Learning Mandarin can help you glide through different regions of China but as you descend further down to the south of the country, you may start to hear another dialect called 'Cantonese'. In today's lesson, we will look at the similarities and differences between Mandarin and Cantonese and learn how to say a few Hong Kong dishes in Cantonese!
Cantonese is widely spoken in Guangdong, Guangxi and is the ‘official’ spoken language of Hong Kong and Macao. Although Mandarin is starting to have a more prominent standing in the Hong Kong schooling system, Cantonese still remains the main spoken language. However in Mainland China it is rarely used in the schooling system and as stated above, most locals in Guangdong and Guangxi (where Cantonese is more widely spoken) are bilingual and therefore will most definitely understand Mandarin Chinese. If you were thinking that there were too many tones in Mandarin already, you’ll be in for quite a shock when learning Cantonese because it has from 6 to 9 tones depending on which type of Cantonese you decide to learn (Guangzhou or Hong Kong). Although Cantonese is not considered as a ‘language of the future’ like Mandarin, it is still a main language in leading international financial centres such as Hong Kong.
Differences between Mandarin Chinese and Cantonese
Although both Mandarin and Cantonese originated from China, they do have their differences.
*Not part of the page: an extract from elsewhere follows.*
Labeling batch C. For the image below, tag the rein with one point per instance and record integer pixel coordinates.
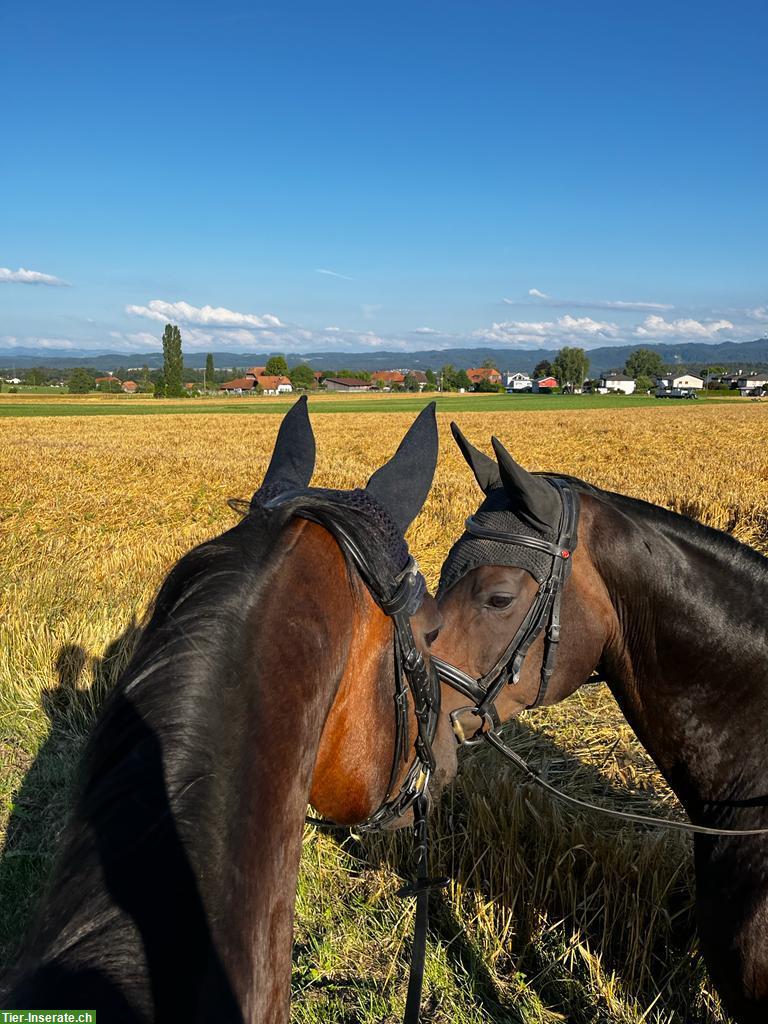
(480, 722)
It is said that if there was a Cantonese and Mandarin speaker on a train sharing a newspaper together, the Cantonese speaker would be able to read aloud the words to the Mandarin speaker but he/she would not be understood and vice versa. However if they were to each read the newspaper by themselves, both would be able understand the content just fine. This is true to a certain extent but if you were to hand over a Hong Kong newspaper to a Mandarin speaker, there’s a high probability that they would not understand what is written. This is because colloquial Cantonese written down on paper is different to how Mandarin would be written down on paper. For example to express the verb ‘to eat’, in Mandarin one would write ‘吃’ but in Cantonese one would use the word ‘食’ instead which would mean ‘food/meal’ in Mandarin. Here’s an area where Cantonese speakers will have an advantage because they’ll be able to read, write and understand both forms of writing. On the other hand, Mandarin speakers would be able to read the characters but will not have a clear understanding of what they are reading.
Similarities between Mandarin Chinese and Cantonese
Although tonal differences exist, there is a strong similarity in the pronunciation of the words in both languages and this was one of the main reasons to how Cantonese speakers can pick up Mandarin quickly. For example, the word ‘明天’ (tomorrow) would be pronounced ‘Ming Tian’ in Mandarin and ‘Ming Tin’ in Cantonese. Furthermore the differences in the grammatical structure of both languages are pretty minor. Therefore, the barrier can be easily overcome.